The next hurdle was gaining exposure. “No one knew us, so why would they buy our product? How do they know it’s good? How are we going to get business?”. The pair relied on their family and friends to spread the word. They also began marketing their business on social media—which quickly helped raise awareness. “A lot of word-of-mouth business came out initially,” she says. 

Cookie Doughboy may not have happened without COVID-19. Brooke counts her business as one of the lucky ones, having thrived during a difficult time. 

“It was also a challenge for us because we went from a steady pace to boom; lots of orders were coming in. It was a steep learning curve for us. Plus, we were also dealing with family life, having the children at home, and learning the basics of running a business.” 

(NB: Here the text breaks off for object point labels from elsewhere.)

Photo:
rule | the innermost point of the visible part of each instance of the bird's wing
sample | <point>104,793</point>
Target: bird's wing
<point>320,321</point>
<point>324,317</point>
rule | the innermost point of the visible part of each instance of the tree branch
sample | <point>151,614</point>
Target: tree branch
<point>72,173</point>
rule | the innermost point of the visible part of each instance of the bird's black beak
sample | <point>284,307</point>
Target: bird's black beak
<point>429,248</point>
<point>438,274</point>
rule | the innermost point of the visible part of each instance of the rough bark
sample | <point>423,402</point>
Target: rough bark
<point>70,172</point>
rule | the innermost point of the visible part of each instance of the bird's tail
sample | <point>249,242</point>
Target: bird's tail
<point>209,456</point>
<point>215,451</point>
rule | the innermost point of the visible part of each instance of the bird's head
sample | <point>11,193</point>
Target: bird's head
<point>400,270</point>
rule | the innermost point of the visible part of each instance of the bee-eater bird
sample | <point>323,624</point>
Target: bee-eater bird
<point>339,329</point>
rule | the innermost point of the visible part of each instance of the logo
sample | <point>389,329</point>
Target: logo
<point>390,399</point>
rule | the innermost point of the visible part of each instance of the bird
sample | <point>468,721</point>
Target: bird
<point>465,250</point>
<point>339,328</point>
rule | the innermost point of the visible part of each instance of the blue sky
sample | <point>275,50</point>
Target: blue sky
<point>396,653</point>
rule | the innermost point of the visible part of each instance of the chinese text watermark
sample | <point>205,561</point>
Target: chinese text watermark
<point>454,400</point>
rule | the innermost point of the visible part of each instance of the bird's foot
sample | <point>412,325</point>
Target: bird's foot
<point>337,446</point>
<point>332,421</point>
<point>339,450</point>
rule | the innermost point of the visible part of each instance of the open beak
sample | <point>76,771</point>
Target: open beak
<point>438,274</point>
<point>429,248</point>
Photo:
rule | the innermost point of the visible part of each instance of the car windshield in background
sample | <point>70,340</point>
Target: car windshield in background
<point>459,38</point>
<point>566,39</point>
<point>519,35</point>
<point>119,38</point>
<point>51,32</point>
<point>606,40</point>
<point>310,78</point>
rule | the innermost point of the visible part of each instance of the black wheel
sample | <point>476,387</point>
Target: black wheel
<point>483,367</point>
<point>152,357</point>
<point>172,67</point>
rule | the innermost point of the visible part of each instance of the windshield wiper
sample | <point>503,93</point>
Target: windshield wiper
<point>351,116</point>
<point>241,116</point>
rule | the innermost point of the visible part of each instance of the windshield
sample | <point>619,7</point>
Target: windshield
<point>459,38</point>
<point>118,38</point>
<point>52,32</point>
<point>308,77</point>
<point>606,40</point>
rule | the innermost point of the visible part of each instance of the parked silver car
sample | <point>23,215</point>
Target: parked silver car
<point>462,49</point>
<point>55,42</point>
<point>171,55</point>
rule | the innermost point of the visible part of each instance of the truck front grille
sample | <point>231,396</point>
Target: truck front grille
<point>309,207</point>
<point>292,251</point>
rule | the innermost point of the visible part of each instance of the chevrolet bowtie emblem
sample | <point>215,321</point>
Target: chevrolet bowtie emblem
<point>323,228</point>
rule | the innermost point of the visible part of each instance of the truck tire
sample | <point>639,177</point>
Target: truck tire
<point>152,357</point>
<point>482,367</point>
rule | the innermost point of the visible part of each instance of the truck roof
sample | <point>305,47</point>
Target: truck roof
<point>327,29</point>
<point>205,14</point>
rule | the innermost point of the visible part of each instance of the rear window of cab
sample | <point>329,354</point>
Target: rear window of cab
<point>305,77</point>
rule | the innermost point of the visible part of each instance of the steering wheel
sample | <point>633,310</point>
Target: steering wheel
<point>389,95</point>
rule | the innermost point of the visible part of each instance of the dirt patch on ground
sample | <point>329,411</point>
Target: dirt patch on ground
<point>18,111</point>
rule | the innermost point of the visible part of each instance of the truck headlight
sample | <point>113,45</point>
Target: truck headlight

As the business continued to grow, Brooke looked for ways to help streamline the financial side and move away from manual bookkeeping. After much time spent researching and a recommendation from a family member, Cookie Doughboy subscribed to QuickBooks Online.  

“It is very user friendly. Also, since I’m always moving around, I can use it at home, the commercial kitchen or while doing deliveries. To have the app on my phone has been an amazing time-saver,” Brooke shares. “I can log my mileage and get a snap of any receipts. QuickBooks has helped our business become 90% paper-free.” 

The other benefits of QuickBooks include invoicing, as all transactions are processed digitally, proving valuable when Cookie Doughboy started wholesaling to cafes. 

“It makes our business more professional and saves time. I get alerts on my phone when there are outstanding or paid invoices. Customers can now also pay via direct deposit, credit card or PayPal. It helps to run the business efficiently,” she says, adding that it helped increase efficiency by over 70%.

QuickBooks continues to support Cookie Doughboy in its growth, letting Brooke focus on other facets of the business. “It provides a clear picture of our financial situation, helping us plan for the future and identify areas which need improvement,” she adds. 

Since entering the world of small business, Brooke and Danny have learned many lessons, such as the importance of taking feedback on board.  

“A few months into wholesaling, we had several chefs suggest that we make a plain milk chocolate chip cookie. Initially, I was resistant because I always wanted it to be full of nuts and chocolate. But they kept asking and saying that customers would like it,” Brooke says.

“I finally agreed, worked on a recipe and sent them the cookies. Well, they ended up being a winner.” She says that it’s not always about personal taste. “You need to make products that people want.” Another lesson is to ask questions and be willing to make mistakes.

As parts of Australia ease out of lockdown, Brooke recognises that the business will have to adapt. The next step is to get more wholesale customers on board and then promote the business for Christmas and corporate gifting.  

“In the future, we’d like to have a food truck or sell at food markets, or even potentially open a shop front. But these are longer-term goals. So, watch this space,” Brooke concludes.